Schwartz' erste woche: training, video, kiel

Montag Vormittag: erste Einheit, 65 Minuten, kein Schnickschnack. Schwartz lässt die U19-Analysten Videos schneiden, jeder Spieler bekommt seine persönliche Fehler-Mappe. Dienstag: Doppelpass, Standards, Sprintfolgen. Donnerstag: taktisches Korsett, 4-2-3-1, Umstellung auf Five-at-the-back bei Ballverlust. Freitag: Rede an die Mannschaft, keine Sozialpädagogik, sondern Zahlen. „Wer nicht sprintet, fliegt.“

Seine Assistenten: Kieran Schulze-Marmeling bleibt als Bindeglied zur U23, Janis Hohenhuel liefert die Daten. Drei Trainer, ein Ziel: mindestens 11 Punkte aus den letzten acht Spielen. So viel braucht Münster lange Statistik, um Platz 16 zu erreichen.

Die rechnung geht auf – oder sie platzt

Die rechnung geht auf – oder sie platzt

Schwartz’ Vertrag läuft nur bis Mai. Keine Saisonvorbereitung, keine Transferperiode, nur retten. Seine Gehaltsstaffelung: 50.000 Euro Prämie pro Platz, den die Preußen am Ende besser stehen als jetzt. Maximal 250.000 Euro – kleines Risiko, großer Druck.

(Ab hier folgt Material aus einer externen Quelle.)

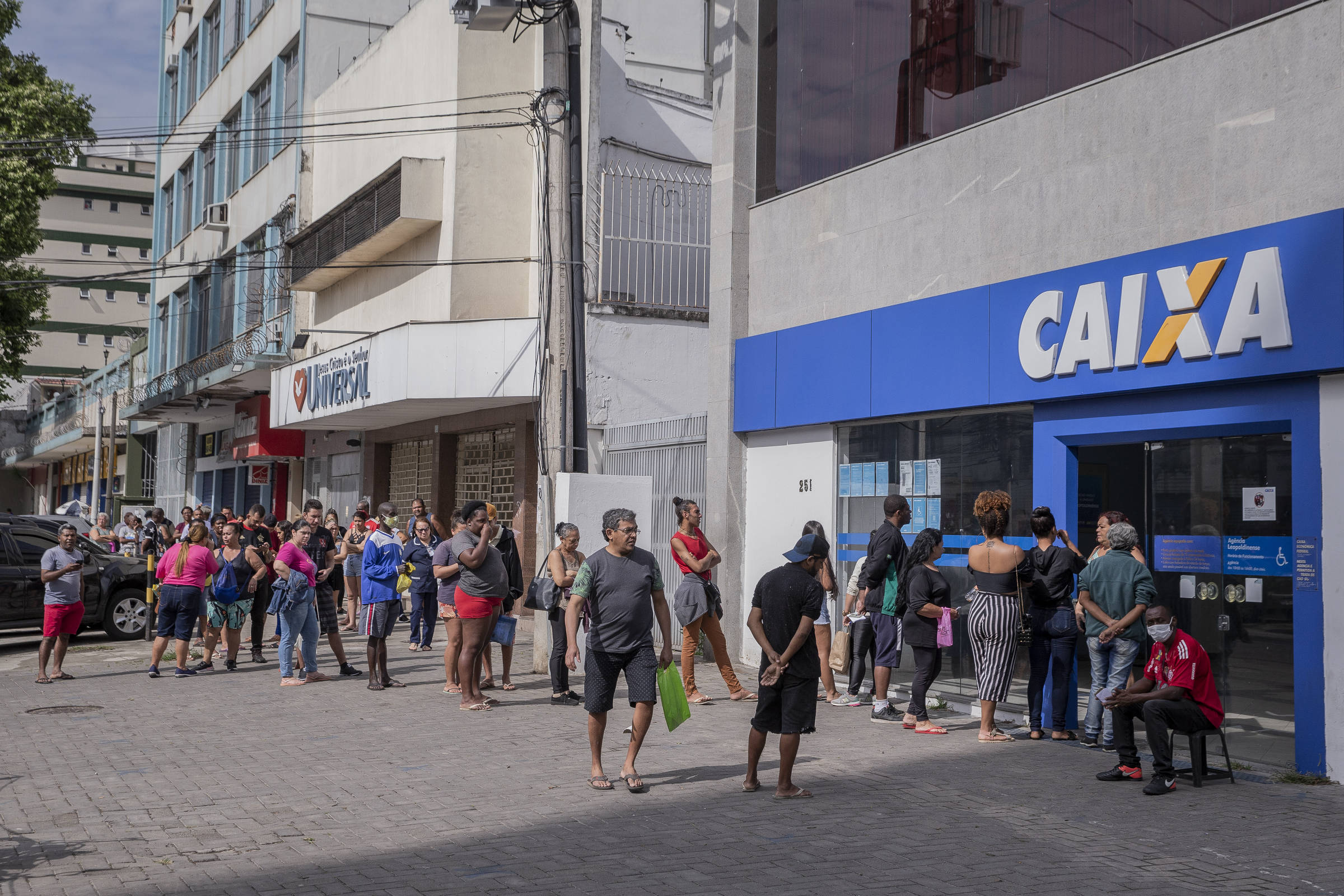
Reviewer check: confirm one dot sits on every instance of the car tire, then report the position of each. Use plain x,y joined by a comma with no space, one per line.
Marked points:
127,615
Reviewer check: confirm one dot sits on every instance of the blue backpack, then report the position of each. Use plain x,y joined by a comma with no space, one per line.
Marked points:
226,582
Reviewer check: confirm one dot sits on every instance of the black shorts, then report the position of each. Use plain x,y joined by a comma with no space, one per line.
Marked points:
326,601
788,707
601,669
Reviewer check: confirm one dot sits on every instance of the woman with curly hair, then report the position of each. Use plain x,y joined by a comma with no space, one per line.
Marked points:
995,608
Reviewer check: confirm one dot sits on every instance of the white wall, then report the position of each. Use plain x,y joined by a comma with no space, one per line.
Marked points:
1332,568
776,508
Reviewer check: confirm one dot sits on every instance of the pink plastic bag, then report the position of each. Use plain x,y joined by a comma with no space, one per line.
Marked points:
945,629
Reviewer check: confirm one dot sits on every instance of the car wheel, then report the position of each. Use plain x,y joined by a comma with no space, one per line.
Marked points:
127,615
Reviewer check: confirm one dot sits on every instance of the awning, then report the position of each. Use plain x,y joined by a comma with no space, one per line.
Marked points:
410,372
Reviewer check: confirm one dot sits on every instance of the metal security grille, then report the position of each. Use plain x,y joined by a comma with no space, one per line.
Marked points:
656,237
673,453
486,470
412,473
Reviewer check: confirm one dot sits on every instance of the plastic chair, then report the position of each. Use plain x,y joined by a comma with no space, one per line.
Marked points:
1200,770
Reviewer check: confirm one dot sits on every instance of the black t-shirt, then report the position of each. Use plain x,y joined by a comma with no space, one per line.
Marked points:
1053,575
785,595
320,544
924,587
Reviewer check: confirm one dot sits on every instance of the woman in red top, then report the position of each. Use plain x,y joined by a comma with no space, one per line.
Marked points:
697,602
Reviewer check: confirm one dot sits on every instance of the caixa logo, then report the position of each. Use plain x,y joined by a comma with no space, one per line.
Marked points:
1258,311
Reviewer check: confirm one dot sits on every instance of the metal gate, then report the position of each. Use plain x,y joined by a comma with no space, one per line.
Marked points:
673,453
412,474
486,470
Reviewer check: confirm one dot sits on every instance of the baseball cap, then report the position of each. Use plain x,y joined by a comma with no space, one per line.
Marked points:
810,546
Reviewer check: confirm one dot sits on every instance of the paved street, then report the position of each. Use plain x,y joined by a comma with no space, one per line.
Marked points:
229,785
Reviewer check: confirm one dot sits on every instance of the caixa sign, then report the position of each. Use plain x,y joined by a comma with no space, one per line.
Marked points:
1257,312
1267,301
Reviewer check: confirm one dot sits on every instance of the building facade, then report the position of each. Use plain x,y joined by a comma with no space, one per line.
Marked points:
1062,253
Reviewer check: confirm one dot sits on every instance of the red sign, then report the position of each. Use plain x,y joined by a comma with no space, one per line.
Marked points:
253,437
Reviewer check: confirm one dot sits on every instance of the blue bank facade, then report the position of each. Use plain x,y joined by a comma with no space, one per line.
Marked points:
1180,386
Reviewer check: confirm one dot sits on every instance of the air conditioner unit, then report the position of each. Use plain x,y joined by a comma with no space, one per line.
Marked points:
217,217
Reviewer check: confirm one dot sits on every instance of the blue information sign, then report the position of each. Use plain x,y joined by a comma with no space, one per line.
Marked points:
1307,563
1258,555
1187,554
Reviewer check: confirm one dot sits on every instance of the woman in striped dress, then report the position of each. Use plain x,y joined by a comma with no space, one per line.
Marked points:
995,609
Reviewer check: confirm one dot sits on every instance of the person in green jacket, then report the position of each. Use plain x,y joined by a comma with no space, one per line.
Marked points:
1113,590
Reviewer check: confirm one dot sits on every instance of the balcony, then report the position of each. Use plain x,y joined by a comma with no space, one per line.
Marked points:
401,203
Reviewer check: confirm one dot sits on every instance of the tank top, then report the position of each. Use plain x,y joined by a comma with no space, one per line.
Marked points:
696,547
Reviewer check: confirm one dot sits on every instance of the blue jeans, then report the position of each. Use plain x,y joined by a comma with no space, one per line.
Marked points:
299,622
1110,668
424,617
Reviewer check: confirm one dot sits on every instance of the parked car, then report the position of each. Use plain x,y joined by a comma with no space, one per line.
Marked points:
115,586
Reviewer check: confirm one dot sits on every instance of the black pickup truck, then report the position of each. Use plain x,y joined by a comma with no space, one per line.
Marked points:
115,586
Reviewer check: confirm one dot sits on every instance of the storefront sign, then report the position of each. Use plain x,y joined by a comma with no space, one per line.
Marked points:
1260,504
1257,555
1187,554
1307,563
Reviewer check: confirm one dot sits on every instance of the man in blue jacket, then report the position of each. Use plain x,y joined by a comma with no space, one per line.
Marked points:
378,594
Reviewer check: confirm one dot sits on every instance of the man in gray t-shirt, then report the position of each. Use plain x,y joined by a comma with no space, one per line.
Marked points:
623,590
62,574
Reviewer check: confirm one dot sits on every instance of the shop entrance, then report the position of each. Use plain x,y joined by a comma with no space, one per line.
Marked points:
1214,517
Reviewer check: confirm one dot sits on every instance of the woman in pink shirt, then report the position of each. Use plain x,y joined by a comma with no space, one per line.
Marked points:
301,617
183,570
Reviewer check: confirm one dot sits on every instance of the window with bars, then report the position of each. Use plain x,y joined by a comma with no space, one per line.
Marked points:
412,473
486,470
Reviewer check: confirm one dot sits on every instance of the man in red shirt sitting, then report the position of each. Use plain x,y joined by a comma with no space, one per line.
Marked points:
1175,692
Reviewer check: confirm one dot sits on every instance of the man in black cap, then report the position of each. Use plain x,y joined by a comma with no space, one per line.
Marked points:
787,602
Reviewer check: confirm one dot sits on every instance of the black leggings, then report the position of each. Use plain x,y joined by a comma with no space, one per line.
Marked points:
559,644
862,645
928,665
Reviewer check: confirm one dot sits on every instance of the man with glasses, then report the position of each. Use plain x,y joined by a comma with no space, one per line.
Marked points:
623,590
321,551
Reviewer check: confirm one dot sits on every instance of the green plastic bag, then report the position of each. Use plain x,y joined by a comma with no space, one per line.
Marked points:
675,706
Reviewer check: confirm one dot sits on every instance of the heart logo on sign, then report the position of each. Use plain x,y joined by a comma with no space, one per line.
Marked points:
300,389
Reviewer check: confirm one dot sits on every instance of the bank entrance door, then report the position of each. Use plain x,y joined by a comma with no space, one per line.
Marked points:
1214,519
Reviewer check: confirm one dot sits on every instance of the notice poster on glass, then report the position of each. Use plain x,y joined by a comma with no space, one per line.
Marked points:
1260,504
918,515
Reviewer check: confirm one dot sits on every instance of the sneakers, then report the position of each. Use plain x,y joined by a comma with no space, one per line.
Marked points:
888,716
1160,785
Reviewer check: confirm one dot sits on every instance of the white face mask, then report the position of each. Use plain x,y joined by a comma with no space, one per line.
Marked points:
1160,633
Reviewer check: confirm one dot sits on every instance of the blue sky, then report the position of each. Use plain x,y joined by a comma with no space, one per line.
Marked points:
106,49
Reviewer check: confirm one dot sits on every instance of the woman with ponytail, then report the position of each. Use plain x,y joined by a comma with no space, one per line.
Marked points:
563,563
928,594
697,602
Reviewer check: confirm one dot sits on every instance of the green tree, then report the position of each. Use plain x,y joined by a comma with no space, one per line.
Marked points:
42,122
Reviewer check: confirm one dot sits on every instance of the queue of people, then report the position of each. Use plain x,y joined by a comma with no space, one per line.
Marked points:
465,571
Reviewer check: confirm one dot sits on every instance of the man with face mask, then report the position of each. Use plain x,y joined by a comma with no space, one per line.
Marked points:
1177,692
787,602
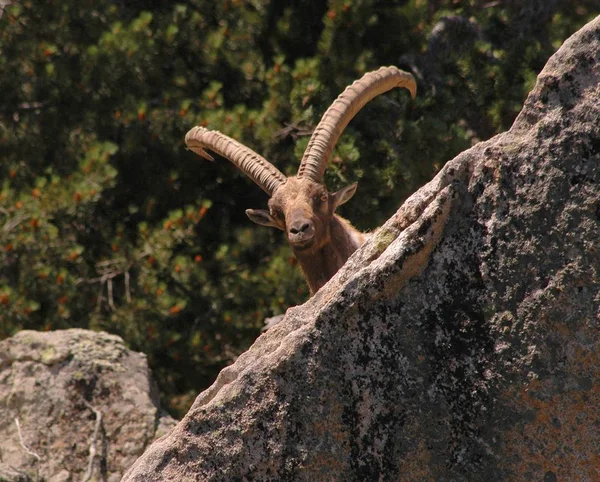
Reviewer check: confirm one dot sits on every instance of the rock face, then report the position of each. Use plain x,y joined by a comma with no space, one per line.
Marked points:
53,388
461,343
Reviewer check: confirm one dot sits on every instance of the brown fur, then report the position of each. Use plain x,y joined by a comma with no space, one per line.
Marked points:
320,240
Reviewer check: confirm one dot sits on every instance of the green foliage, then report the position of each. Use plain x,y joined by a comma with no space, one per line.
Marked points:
107,222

Am Sonntag im Holstein-Stadion wird sich zeigen, ob die neue Stimme reicht. Kiel hat die gleichen Sorgen, aber mehr Selbstvertrauen. Wer verliert, rutscht ins Schottische – sprich: die 3. Liga rückt näher. Ein Draw hilft beiden kaum weiter.

Schwartz’ Credo: „Erst weg von der Linie, dann reden wir über Fußball.“ Translation: Kein Spieler wird schöngeredet. Die Liga ist gnadenlos, die Uhr tickt. Seine letzte Rettungsmission endete in Rostock mit dem Klassenerhalt am letzten Spieltag. Münster hofft auf ein Déjà-vu. Sonst wartet die Regionalliga – und das wäre für den Traditionsklub das aus, das niemand aussprechen will.